Emily Dickinson, "Fame is the one that does not stay" (Franklin 1507)

Rose Casey's "In Defense of Imagination" will have you wanting to read and teach Ken Liu's "The Paper Menagerie" immediately. I hate saying stuff like "the humanities will save us," but in the face of those who want to abuse others, it's so clear what the humanities can represent. The alternative to the humanities would be unthinkable, if it weren't for the fact the planet is burning.

Below, I've written on a poem of Dickinson's about "Fame." Dickinson has several such poems and I'll address them in future posts. For now, I'm concerned with the political relevance of fame. Politics isn't just who's invited to the table. It's whether we even see other people in the first place.


There is no way to talk about being American without confronting Emily Dickinson.

You scoff. We have to survive. There's money to be made, cars the size of houses to buy. Work must be done, and if we never leave our mom's place, it's because we're saving. There's no time for poetry. If we're not taking our survival seriously, then we're too weak and misguided to make it in this country.

And just look at the first word of this poem: "Fame." Who has time for that? Sure, you've spent most of the day watching YouTube–watching people try to become famous–but that's not practical. What is practical: working long hours for a certain but small paycheck and no healthcare.

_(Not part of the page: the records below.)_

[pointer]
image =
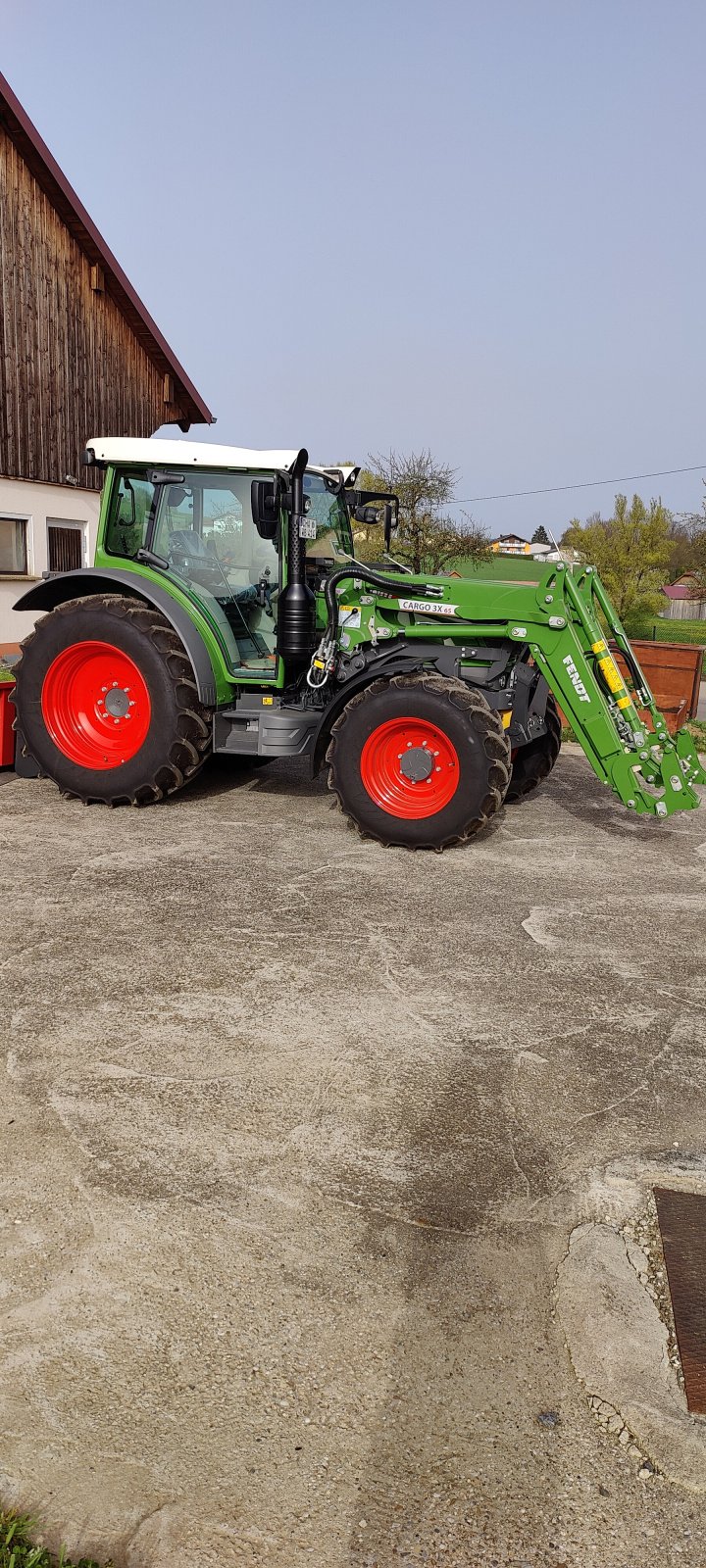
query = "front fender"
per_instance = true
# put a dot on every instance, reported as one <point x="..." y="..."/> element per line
<point x="106" y="579"/>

I humbly suggest that Dickinson's invocation of "Fame" does more than put her in dialogue with literary titans who mused about its relation to immortality. It also serves as a comment on American origins. The Framers were practical men who studied law, built businesses, and advanced technology. They also sought fame. They fought to establish a country and spoke like they should be quoted for generations forthcoming. "Fame" isn't just something influencers and reality tv contestants want. It is wrapped up in the question of being or giving more.

Fame is the one that does not stay (Franklin 1507)
Emily Dickinson
  
Fame is the one that does not stay —
It's occupant must die
Or out of sight of estimate
Ascend incessantly —
Or be that most insolvent thing
A Lightning in the Germ —
Electrical the embryo
But we demand the Flame

Dickinson meditates upon a thesis: "Fame is the one that does not stay." She illustrates it with some fantastic, musical lines. "[O]ut of sight of estimate / ascend incessantly" and "Electrical the embryo" make the way fame kills us famous. Moreover, as she reflects on its instability, her concentration grows.

To repeat, she begins by telling us that "Fame is the one that does not stay." Thus, "It's occupant must die." That seems simple enough. One line to describe what fame does to us. If it outlasts us, it has left us, and that is what we would like it to do. But then she takes two lines to explain another way fame leaves. "Or out of sight of estimate / Ascend incessantly." If we're famous, or if someone else is famous, we have no idea what is going on. Our "estimate" of the situation is impossible, as everything relevant ascends incessantly out of sight. Who or whatever is famous keeps moving heavenward, and we can only see so much. Finally, she takes four lines to say fame is "that most insolvent thing," "A Lightning in the Germ." There are those of us who are justly famous, for as "Lightning in the Germ," embryos "Electrical," we are seeds containing our own power, but our power will vanquish us. A justly famous legacy not only outlives other details of our lives, but often requires the fullest dedication and effort.

Dickinson's poem has a wistful quality. She may not want fame, but the opportunity for it in her lifetime is not apparent. To that end, her first two musings on fame–"It's occupant must die" and "out of sight of estimate / Ascend incessantly"–lend themselves to notions of fame we might not take too seriously. Having no control of one's reputation, for good reasons or bad, isn't worth thinking about. What is worth thinking about is the situation where we have some control, where the letters we put on paper are "Lightning in the Germ." Or, to specify the problem, the situation where we should have control. You're writing and no one cares. Every creator goes through this, but some know they are having a dialogue with Shakespeare or Plato everyone should attend. In Dickinson's case, no one even knows its happening.

Thus, that last line hits especially hard. "[W]e demand the Flame." There's this electric embryo that could power generations if we dare to watch it. If we care. But we need it to burn, we need the flame, we need things to be visible in order to appreciate them. And this country has put many in situations where they will be invisible whether they are an artist or not. Therein lies the dialogue with the Framers: some people get the opportunity to write their names on an entire nation, to set their ideals up as idols. What of those of us within? What of those of us inside literal idealism? Fame is much more temporary for us when we were explicitly promised it was not. "All men are created equal," and while not all opinions are equal, all serious and thoughtful voices are meant to rise. An Enlightenment republic, built on human reason, implies slightly less ancestor worship and more "Lightning in the Germ."